Deformable attention implementation
Deformable attention implementation. Fixes: https://github.com/pytorch/pytorch/issues/112827
:link: Helpful Links
:test_tube: See artifacts and rendered test results at hud.pytorch.org/pr/pytorch/vision/9260
- :page_facing_up: Preview Python docs built from this PR
Note: Links to docs will display an error until the docs builds have been completed.
This comment was automatically generated by Dr. CI and updates every 15 minutes.
@NicolasHug Can you please review this PR?

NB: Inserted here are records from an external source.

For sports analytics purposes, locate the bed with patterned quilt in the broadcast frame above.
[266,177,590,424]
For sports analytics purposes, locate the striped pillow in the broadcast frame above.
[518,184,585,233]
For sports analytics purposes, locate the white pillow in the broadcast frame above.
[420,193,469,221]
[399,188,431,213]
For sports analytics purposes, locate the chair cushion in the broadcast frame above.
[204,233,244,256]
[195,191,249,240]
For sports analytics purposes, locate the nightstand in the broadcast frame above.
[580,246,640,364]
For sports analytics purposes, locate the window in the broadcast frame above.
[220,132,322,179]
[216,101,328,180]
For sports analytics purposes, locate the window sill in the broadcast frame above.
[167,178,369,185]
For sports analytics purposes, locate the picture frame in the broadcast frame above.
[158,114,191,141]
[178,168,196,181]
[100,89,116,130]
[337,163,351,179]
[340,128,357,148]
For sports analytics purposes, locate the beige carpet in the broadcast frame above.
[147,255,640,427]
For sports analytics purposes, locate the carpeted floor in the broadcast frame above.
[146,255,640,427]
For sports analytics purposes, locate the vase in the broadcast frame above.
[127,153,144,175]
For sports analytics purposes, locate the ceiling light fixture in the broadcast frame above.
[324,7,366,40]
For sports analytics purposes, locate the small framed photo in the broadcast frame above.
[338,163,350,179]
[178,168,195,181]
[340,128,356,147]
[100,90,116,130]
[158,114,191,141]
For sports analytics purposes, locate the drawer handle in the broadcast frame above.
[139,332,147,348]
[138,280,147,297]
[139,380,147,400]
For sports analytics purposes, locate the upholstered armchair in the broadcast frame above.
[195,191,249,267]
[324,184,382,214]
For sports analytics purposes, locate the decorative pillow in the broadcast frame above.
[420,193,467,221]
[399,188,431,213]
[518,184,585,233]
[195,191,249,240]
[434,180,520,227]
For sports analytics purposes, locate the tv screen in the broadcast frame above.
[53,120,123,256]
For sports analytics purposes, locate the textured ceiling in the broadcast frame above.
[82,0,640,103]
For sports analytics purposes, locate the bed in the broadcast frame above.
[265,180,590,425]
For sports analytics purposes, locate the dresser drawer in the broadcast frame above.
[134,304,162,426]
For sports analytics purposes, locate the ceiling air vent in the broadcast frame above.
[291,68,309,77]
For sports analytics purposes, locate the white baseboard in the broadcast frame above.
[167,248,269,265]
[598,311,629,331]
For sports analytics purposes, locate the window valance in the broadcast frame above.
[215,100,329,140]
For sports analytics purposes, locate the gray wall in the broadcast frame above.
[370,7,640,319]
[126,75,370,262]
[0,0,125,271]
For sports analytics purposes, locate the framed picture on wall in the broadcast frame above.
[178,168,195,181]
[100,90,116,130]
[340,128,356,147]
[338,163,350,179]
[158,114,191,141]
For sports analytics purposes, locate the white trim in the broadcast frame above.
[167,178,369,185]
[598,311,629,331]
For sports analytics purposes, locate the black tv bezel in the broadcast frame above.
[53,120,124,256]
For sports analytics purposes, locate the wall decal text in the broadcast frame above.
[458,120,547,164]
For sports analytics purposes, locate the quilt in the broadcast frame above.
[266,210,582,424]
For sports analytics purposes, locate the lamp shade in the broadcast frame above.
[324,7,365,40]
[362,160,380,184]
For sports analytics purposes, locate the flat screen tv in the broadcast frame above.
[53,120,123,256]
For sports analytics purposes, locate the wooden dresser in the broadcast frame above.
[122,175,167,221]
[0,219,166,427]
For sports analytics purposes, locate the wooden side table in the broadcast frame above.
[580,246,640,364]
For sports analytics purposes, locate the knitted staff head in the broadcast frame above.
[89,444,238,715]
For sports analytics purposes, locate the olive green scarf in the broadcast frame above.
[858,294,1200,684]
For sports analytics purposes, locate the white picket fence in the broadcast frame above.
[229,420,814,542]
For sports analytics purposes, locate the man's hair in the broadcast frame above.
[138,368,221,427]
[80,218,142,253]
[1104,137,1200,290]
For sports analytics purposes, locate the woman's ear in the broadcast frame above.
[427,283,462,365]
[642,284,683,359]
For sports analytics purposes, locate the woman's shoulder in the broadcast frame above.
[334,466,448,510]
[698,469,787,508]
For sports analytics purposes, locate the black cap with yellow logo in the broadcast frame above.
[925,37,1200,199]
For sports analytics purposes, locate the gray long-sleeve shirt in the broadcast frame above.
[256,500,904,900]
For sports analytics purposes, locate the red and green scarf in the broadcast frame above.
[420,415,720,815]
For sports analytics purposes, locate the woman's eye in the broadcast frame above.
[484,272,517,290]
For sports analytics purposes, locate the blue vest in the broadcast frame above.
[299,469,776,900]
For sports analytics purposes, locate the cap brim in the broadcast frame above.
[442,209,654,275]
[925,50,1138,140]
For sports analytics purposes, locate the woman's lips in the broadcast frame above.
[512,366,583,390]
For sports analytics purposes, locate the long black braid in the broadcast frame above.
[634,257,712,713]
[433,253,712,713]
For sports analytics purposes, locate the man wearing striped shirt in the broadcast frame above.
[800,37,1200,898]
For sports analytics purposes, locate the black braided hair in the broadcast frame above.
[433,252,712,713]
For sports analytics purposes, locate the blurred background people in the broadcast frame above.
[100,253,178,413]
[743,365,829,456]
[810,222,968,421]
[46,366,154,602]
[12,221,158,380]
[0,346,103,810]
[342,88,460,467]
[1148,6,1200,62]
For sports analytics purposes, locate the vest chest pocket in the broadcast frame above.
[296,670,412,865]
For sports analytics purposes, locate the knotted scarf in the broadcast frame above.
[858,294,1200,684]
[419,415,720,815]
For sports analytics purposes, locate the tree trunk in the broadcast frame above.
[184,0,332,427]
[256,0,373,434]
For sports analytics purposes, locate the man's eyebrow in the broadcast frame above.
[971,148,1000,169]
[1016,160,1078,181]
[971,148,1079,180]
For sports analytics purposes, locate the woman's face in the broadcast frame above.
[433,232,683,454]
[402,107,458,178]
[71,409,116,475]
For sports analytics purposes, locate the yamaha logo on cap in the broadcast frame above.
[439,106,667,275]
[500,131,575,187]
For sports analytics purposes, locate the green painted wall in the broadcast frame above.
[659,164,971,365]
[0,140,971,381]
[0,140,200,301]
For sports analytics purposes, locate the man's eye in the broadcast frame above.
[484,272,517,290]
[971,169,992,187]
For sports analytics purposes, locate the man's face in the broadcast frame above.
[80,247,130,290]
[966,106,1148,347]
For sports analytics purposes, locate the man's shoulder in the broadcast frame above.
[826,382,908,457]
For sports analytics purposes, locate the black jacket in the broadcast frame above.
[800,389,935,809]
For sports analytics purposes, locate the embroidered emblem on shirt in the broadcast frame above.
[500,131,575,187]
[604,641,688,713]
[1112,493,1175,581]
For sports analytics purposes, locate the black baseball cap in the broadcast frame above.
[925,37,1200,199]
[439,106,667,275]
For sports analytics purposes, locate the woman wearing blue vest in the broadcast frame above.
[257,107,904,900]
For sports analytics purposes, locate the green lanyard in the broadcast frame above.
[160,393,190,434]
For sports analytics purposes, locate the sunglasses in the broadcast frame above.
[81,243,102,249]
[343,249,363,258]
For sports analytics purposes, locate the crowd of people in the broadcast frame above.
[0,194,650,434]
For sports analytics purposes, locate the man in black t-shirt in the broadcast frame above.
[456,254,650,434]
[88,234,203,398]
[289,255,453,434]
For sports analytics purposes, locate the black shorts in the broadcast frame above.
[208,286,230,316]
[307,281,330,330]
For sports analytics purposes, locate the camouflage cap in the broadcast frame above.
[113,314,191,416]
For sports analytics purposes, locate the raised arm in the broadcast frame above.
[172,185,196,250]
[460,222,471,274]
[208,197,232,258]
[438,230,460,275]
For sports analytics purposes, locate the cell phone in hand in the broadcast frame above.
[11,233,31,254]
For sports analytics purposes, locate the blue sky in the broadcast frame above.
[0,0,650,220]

Hi @Isalia20 , thanks for the PR.
This is a massive one :)
Can you share more about why this is needed? I shared my thought and questions on that before inhttps://github.com/pytorch/pytorch/issues/112827#issuecomment-1804905345. It seems like there are really solid implementations of deformable attention already, so we'd like to understand the added-value of having this natively in torchvision.
There are 2 main reasons why this would be a nice addition:
-
The deformable attention kernels are definitely solid, but they are outdated. When installing they give deprecation warnings for the kernels. So it's a matter of time before torch removes some of the deprecated features and these kernels stop working. As I remember when implementing this PR, one of them was due to usage of
.data<scalar_t>()for acccessing the data_ptr. In this PR that is replaced with the newdata_ptr()so no warnings are given. See: https://github.com/Isalia20/vision/blob/cc76d33e073f9ecf7a8af695c31708663c6a7fac/torchvision/csrc/ops/cuda/deform_attn_kernel.cu#L1691 https://github.com/facebookresearch/dinov3/blob/54694f7627fd815f62a5dcc82944ffa6153bbb76/dinov3/eval/segmentation/models/utils/ops/src/cuda/ms_deform_attn_cuda.cu#L142C42-L142C59 -
Another one is to have it directly in torchvision, so users don't need to additionally build the kernels themselves like it's done in the SOTA vision model like DINOv3: https://github.com/facebookresearch/dinov3/tree/main/dinov3/eval/segmentation/models/utils/ops/src/cuda
@NicolasHug Any updates on this?
@NicolasHug kind reminder for this. Would be great to get this in the 2.10 release
Hi @Isalia20 . I just want to be fully transparent to manage expectations: we won't be able to make this happen for 2.10. Reviewing this PR is a massive amount of work and the team bandwidth is low - especially for non-preproc/transforms stuff, which is what we're focusing on right now.
I am honestly still unsure of the value that having this in TV would bring. The implementation in mmvc seems to be maintained, so hopefully deprecation warnings aren't that big of a deal there?
@NicolasHug Got it thanks. mmcv's latest commit on main was 8 months ago, which means that project isn't really maintained. If this PR is too big, I can chop it up in smaller pieces to make it manageable to review. I have to think on how to really structure it through multiple PRs but if that helps I can do it
@NicolasHug should I split it into multiple smaller ones to make it easier to review?